David Gordon Green is that guy minus the self-congratulatory junk, plus a weird, vibrant sense of humor. This is in no way a knock.

The Austin director (and his longtime cinematographer, fellow Austinite Tim Orr) love the look of light in nature, love meandering around to capture it in a hand-held, documentary style.

This sort of thing is all over the sometimes grittily gorgeous, sometimes despairing “Joe.” Based on the 1991 novel by the late Southern realist writer Larry Brown, “Joe,” with a story transferred from Mississippi to Texas, was shot around Austin and Bastrop.

Joe Ransom (Nicolas Cage) knows who he is but has a tough time knowing exactly what to do with that knowledge. A hard man, he’s in charge of a mostly African-America crew whose semi-legal job it is to poison trees so they can be felled for a lumber company (the trees can’t be cut down, they have to die “naturally”). Joe gets along with his employees, and they seem OK with him.

But with a criminal past and a fondness for booze, Joe needs to keep an eye on his own penchant for trouble. It’s Cage’s best work in years; he subsumes his natural oddness under a Brown-like, lower-working-class persona to excellent effect.

Into Joe’s life wanders Gary (Tye Sheridan), a neglected and abused teenager trying to support his nearly destitute family, which is headed by an alcoholic father, Wade (an astonishing performance from homeless Austinite Gary Poulter, who had long struggled with addiction and died last February).

Joe reluctantly lets Gary join the crew, who are totally fine with Gary as long as he works hard, which he does. “Keep it real with Joe,” says the foreman, essayed note-perfectly by Sam’s BBQ owner Brian May.
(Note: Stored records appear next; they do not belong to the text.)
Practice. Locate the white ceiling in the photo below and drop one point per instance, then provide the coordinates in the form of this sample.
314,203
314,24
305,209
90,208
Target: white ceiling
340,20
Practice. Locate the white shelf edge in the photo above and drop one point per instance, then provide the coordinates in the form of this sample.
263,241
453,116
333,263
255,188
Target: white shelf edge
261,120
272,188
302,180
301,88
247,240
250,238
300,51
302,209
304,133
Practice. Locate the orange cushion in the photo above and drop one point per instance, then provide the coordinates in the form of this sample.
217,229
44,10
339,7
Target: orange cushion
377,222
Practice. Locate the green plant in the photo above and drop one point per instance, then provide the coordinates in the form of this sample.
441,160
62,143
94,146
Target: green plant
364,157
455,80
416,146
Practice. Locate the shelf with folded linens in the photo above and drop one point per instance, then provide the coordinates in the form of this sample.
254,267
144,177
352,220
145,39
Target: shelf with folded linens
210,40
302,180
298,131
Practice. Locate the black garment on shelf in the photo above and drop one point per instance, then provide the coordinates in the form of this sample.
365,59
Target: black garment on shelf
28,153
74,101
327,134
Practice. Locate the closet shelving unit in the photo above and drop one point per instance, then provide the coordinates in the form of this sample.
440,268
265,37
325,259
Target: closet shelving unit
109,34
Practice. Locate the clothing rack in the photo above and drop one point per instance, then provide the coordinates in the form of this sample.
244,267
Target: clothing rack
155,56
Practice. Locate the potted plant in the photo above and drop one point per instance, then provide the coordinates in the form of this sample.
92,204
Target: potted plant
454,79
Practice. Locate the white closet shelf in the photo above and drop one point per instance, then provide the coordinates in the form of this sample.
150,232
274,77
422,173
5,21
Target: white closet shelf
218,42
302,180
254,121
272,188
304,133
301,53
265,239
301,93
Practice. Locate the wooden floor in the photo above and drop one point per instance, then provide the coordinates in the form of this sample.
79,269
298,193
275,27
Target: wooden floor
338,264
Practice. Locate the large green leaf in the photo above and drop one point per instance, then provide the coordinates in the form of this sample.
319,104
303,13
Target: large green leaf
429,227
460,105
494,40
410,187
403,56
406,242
Members of the work crew were played by local day laborers, and character moments involving them feel largely improvised.

Sheridan — who in his young career has already worked with Green, Jeff Nichols in the the similarly Texas-noirish “Mud” and Terrence Malick in “Tree of Life” — is terrific as Gary, equal parts careful resilience and constant heartbreak. Wade is a horrible man capable of great violence — one gets the impression that Gary just happens to be the nearest warm body for Wade to attack — but Gary can’t help but feel pride in getting a job that will help his family, especially his near-silent sister.

Green has proven himself strong in a wide variety of modes and tones. He can do big-budget studio comedies (the successful “Pineapple Express,” the ignored “Your Highness”), advertisements (the inadvertently political “Halftime in America” ad for Chrysler) and innovative sitcoms (“Chozen,” “Eastbound and Down”).

Here, as with his smaller films such as “George Washington,” “All the Real Girls,” “Undertow” and “Prince Avalanche,” Green moves the film along in elliptical fashion.

The strongest moments are those that feel loosest, be it the crew goofing off at lunch or Joe and Gary hanging out, figuring out what makes the other tick. Ultimately, the plot feels second to a well-executed, beautifully shot look at various struggles around class, opportunity and crushing rural poverty.